I am sure there are smaller companies providing them, but probably not with such high levels of control, but they will then be cheaper. The temperature and time of the high temperature holding sections are inter-related and vary according to the number of pasteurisation units (PUs) the beer needs, which is dependant upon the hygiene of the beer pre-pasteurisation and the shelf life you want to give the beer. i.e the lower the bug count in the beer, the fewer the PUs it will need to give it an acceptable shelf life, and generally (but not always) long shelf life beers are treated with slightly higher PUs (say up to 5 extra) than short shelf life beer.

Typical PUs range from 10 to 25, though there are plenty outside this range.

Cheers

jason.koehler
04-23-2008, 04:39 AM
Hi David,

My last employer used chamber immersion pasteurization, and it was incredibly inefficient and overly expensive.
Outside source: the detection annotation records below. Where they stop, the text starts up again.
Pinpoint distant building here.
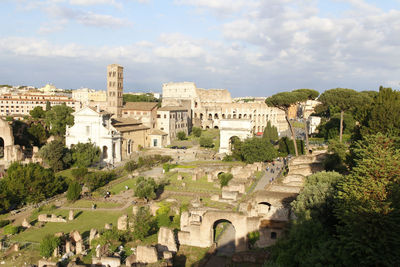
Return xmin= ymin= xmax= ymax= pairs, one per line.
xmin=0 ymin=93 xmax=79 ymax=116
xmin=159 ymin=82 xmax=288 ymax=134
xmin=122 ymin=102 xmax=158 ymax=128
xmin=107 ymin=64 xmax=124 ymax=117
xmin=65 ymin=107 xmax=150 ymax=164
xmin=307 ymin=116 xmax=321 ymax=134
xmin=157 ymin=106 xmax=190 ymax=145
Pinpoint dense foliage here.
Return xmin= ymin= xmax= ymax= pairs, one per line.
xmin=134 ymin=176 xmax=159 ymax=199
xmin=1 ymin=162 xmax=66 ymax=208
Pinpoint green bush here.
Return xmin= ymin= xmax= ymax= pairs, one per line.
xmin=0 ymin=220 xmax=11 ymax=228
xmin=67 ymin=181 xmax=82 ymax=201
xmin=192 ymin=127 xmax=201 ymax=137
xmin=176 ymin=131 xmax=187 ymax=140
xmin=218 ymin=173 xmax=233 ymax=187
xmin=134 ymin=176 xmax=158 ymax=199
xmin=124 ymin=160 xmax=138 ymax=172
xmin=278 ymin=136 xmax=304 ymax=156
xmin=199 ymin=136 xmax=214 ymax=148
xmin=71 ymin=167 xmax=88 ymax=181
xmin=40 ymin=235 xmax=61 ymax=258
xmin=3 ymin=224 xmax=19 ymax=235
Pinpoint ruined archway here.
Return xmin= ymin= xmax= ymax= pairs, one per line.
xmin=212 ymin=219 xmax=236 ymax=254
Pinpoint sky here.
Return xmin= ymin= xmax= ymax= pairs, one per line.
xmin=0 ymin=0 xmax=400 ymax=97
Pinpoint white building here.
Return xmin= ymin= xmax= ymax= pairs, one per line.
xmin=65 ymin=107 xmax=122 ymax=164
xmin=307 ymin=116 xmax=321 ymax=134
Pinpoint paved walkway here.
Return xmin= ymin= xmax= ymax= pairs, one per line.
xmin=254 ymin=161 xmax=283 ymax=192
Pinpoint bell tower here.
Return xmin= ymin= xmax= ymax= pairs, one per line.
xmin=107 ymin=64 xmax=124 ymax=117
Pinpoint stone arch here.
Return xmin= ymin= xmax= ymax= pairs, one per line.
xmin=200 ymin=211 xmax=247 ymax=251
xmin=212 ymin=219 xmax=236 ymax=253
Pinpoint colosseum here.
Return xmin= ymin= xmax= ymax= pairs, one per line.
xmin=162 ymin=82 xmax=288 ymax=134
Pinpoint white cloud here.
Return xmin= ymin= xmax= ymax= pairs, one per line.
xmin=45 ymin=6 xmax=131 ymax=28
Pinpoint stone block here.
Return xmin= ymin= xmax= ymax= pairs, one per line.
xmin=117 ymin=214 xmax=128 ymax=231
xmin=68 ymin=210 xmax=74 ymax=221
xmin=158 ymin=227 xmax=178 ymax=252
xmin=222 ymin=191 xmax=238 ymax=200
xmin=22 ymin=218 xmax=31 ymax=228
xmin=136 ymin=246 xmax=158 ymax=263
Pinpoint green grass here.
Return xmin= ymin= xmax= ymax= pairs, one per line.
xmin=64 ymin=199 xmax=122 ymax=209
xmin=165 ymin=172 xmax=221 ymax=193
xmin=12 ymin=209 xmax=124 ymax=245
xmin=110 ymin=179 xmax=135 ymax=195
xmin=174 ymin=245 xmax=209 ymax=267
I worked hard to convince my boss to move to a different system, but we never did. The company is out of business now if that tells you anything :)

Our chamber was a stainless tank with some standard fittings for brewers hose at the base and midpoint of the tank with standard ball lock valves for easy opening/closing. An upper fitting was also attached and worked as sort of a sprinkler system, though during my year and a half there we never used it. Sorry, no pictures! We could fit 9 cases of 35 bottles in it at once, so roughly 13 standard cases could be done at a time.

Our procedure was to heat water in the brewhouse to 75 C and then opened the bottom of the chamber to let the water in. We filled to the top, and monitored the temperature of a dummy bottle that was filled with water of similar temperature as the bottled beer and had a temperature probe in it with a rubber stopper to keep the water out.

Once we hit around 62-64C in the dummy bottle, we'd stop putting water in (we let the water keep overflowing slightly since the bottles were filled with cold beer and were cooling the tank) and let them sit for 20-30 mins at that temp. After that, we'd then put in city water from the bottom again to start pushing out the hot water and slowly bring the temp down to 20 C or so. Once that was hit, we'd pull the beer out and let them dry overnight, the next day rolling them over to the labeling area. In a rush, we'd use the CLT, though we broke a few bottles doing that...usually less than 1 per batch though.

We used a similar technique for pasteurizing kegs as well. We'd blow a stem valve in maybe 1 in ever 200 we did, and that was scary! There were a few big dents in the ceiling where they flew off, and some big dings in the stainless covering plate we put over it as well.

I think there are far better ways to do pasteurization than this, and in fact there was a quite lengthy thread I started sometime last year on the subject while exploring new ways of doing it. Getting a second heat exchanger and doing a hot run followed by a cold run through the second HE comes to mind as one viable option that was suggested by many on these boards. Just run the beer out of your tank, through the dueling HE's, and then into a bright tank, bottle from there once you've reached desired co2 levels, and no worry about further pasteurization.